Quelle différence entre compromis et promesse de vente
Découvrez les différences clés entre compromis et promesse de vente. Comprendre ces notions essentielles pour sécuriser votre transaction immobilière.
La promesse de vente et le compromis de vente sont deux contrats distincts qui engagent différemment l'acheteur et le vendeur dans une transaction immobilière.

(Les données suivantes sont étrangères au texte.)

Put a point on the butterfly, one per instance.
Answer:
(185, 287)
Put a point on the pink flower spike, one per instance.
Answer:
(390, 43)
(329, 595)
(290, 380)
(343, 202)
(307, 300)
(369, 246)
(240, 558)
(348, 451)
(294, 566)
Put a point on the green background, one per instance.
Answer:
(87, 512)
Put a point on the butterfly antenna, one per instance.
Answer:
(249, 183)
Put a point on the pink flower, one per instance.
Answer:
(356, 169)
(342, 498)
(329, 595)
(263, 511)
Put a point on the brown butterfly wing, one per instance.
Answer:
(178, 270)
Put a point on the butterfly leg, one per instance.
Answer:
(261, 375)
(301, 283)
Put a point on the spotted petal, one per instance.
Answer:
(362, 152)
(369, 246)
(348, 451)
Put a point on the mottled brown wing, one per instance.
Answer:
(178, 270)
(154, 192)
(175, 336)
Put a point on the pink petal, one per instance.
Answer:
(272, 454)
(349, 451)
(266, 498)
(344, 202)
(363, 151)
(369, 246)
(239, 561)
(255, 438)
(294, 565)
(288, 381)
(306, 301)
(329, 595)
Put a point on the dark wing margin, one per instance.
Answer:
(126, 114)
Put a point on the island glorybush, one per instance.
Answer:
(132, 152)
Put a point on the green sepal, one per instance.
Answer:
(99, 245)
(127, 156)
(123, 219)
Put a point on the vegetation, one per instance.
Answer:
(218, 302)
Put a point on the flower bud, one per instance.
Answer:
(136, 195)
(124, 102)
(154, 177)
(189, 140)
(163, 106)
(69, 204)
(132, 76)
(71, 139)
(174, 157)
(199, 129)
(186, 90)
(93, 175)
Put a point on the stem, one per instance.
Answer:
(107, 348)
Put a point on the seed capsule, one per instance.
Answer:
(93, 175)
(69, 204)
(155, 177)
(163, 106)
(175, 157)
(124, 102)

Le compromis est un avant-contrat synallagmatique où les deux parties s'engagent mutuellement et irrévocablement à conclure la vente, tandis que la promesse peut être unilatérale (seul le vendeur s'engage) ou synallagmatique (engagement mutuel).
Beaucoup de candidats à l'acquisition immobilière confondent ces deux mécanismes juridiques ou les perçoivent comme identiques. Cette confusion entraîne des déceptions légales, des pertes de temps et parfois des complications financières lors de la signature chez le notaire en 2026.
Cet article vous explique précisément comment fonctionnent ces deux contrats, leurs engagements respectifs, leur coût fiscal et les stratégies pour choisir le bon document selon votre situation (immobilier neuf ou ancien, financement ou cash, urgence de la vente).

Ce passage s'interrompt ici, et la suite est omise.